Memristive Reservoirs Learn to Learn
This work addresses optimization for neuromorphic hardware, but it is incremental as it builds on prior knowledge about optimal performance in memristive systems.
The paper tackled the challenge of optimizing memristive reservoirs, which have limited electrode controllability, by applying a learn-to-learn framework to identify optimal hyperparameters, resulting in performance aligned with the 'edge of formation' of conductive pathways and enabling mimicry of spiking neuron behavior.
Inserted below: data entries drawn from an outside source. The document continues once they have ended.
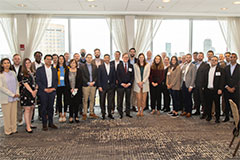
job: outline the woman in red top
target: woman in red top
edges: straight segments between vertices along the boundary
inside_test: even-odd
[[[151,114],[154,114],[156,111],[156,102],[157,102],[157,114],[160,114],[161,109],[161,99],[162,92],[164,88],[164,65],[161,56],[157,55],[154,58],[154,61],[151,66],[150,71],[150,95],[151,95]]]

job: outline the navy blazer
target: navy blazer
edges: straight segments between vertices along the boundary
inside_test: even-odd
[[[103,90],[109,89],[109,85],[111,88],[114,88],[116,84],[115,66],[111,64],[109,65],[109,75],[107,75],[107,70],[104,63],[98,68],[98,87],[102,87]]]
[[[50,88],[56,88],[58,86],[58,76],[57,76],[57,70],[56,68],[52,69],[52,85]],[[48,82],[47,82],[47,76],[46,76],[46,70],[45,65],[42,67],[39,67],[36,71],[36,83],[38,85],[38,94],[41,95],[45,93],[44,89],[48,88]]]
[[[123,88],[123,86],[121,85],[122,83],[131,83],[131,85],[128,88],[132,88],[134,81],[133,65],[128,62],[128,70],[127,73],[125,73],[123,64],[124,63],[119,63],[117,67],[118,87]]]

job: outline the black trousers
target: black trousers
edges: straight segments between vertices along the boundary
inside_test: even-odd
[[[194,94],[193,94],[193,99],[194,99],[194,105],[196,108],[196,112],[200,113],[200,106],[202,105],[203,107],[203,114],[206,113],[205,109],[206,109],[206,101],[205,101],[205,96],[204,96],[204,92],[201,88],[195,88],[194,89]]]
[[[185,82],[182,84],[182,102],[183,102],[183,110],[187,113],[192,114],[192,92],[188,91],[188,88],[185,85]],[[181,97],[180,97],[181,98]]]
[[[205,89],[205,99],[206,99],[206,114],[209,118],[212,118],[212,105],[215,104],[215,116],[219,120],[220,117],[220,96],[217,94],[217,91],[212,89]]]
[[[107,111],[108,115],[112,114],[112,108],[113,108],[113,101],[114,101],[114,88],[107,87],[108,89],[103,90],[102,92],[99,91],[100,93],[100,106],[101,106],[101,112],[102,115],[106,115],[106,98],[107,98]]]
[[[159,94],[162,94],[162,93],[159,93]],[[171,101],[170,93],[165,84],[163,84],[163,101],[164,101],[164,109],[170,111],[170,101]]]
[[[235,90],[234,93],[230,93],[227,91],[227,89],[224,90],[224,98],[225,98],[225,115],[226,117],[229,117],[229,112],[231,111],[229,99],[231,99],[238,107],[239,110],[239,88]]]
[[[53,124],[53,104],[55,100],[56,92],[52,93],[41,93],[40,101],[41,101],[41,115],[42,115],[42,123],[43,125]],[[48,118],[47,118],[48,116]]]
[[[126,100],[126,114],[130,115],[130,97],[131,88],[118,88],[117,89],[117,102],[118,102],[118,113],[123,115],[123,97],[125,94]]]
[[[64,101],[64,112],[67,112],[68,98],[67,98],[67,89],[66,87],[57,87],[57,108],[59,113],[62,113],[62,98]]]
[[[81,93],[78,93],[73,96],[71,92],[69,92],[69,117],[71,118],[78,118],[78,110],[79,110],[79,103],[81,101]]]
[[[154,87],[150,85],[150,98],[151,98],[151,108],[152,110],[156,109],[161,110],[161,101],[162,101],[163,86],[161,84]]]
Memristive reservoirs draw inspiration from a novel class of neuromorphic hardware known as nanowire networks. These systems display emergent brain-like dynamics, with optimal performance demonstrated at dynamical phase transitions. In these networks, a limited number of electrodes are available to modulate system dynamics, in contrast to the global controllability offered by neuromorphic hardware through random access memories. We demonstrate that the learn-to-learn framework can effectively address this challenge in the context of optimization. Using the framework, we successfully identify the optimal hyperparameters for the reservoir. This finding aligns with previous research, which suggests that the optimal performance of a memristive reservoir occurs at the `edge of formation' of a conductive pathway. Furthermore, our results show that these systems can mimic membrane potential behavior observed in spiking neurons, and may serve as an interface between spike-based and continuous processes.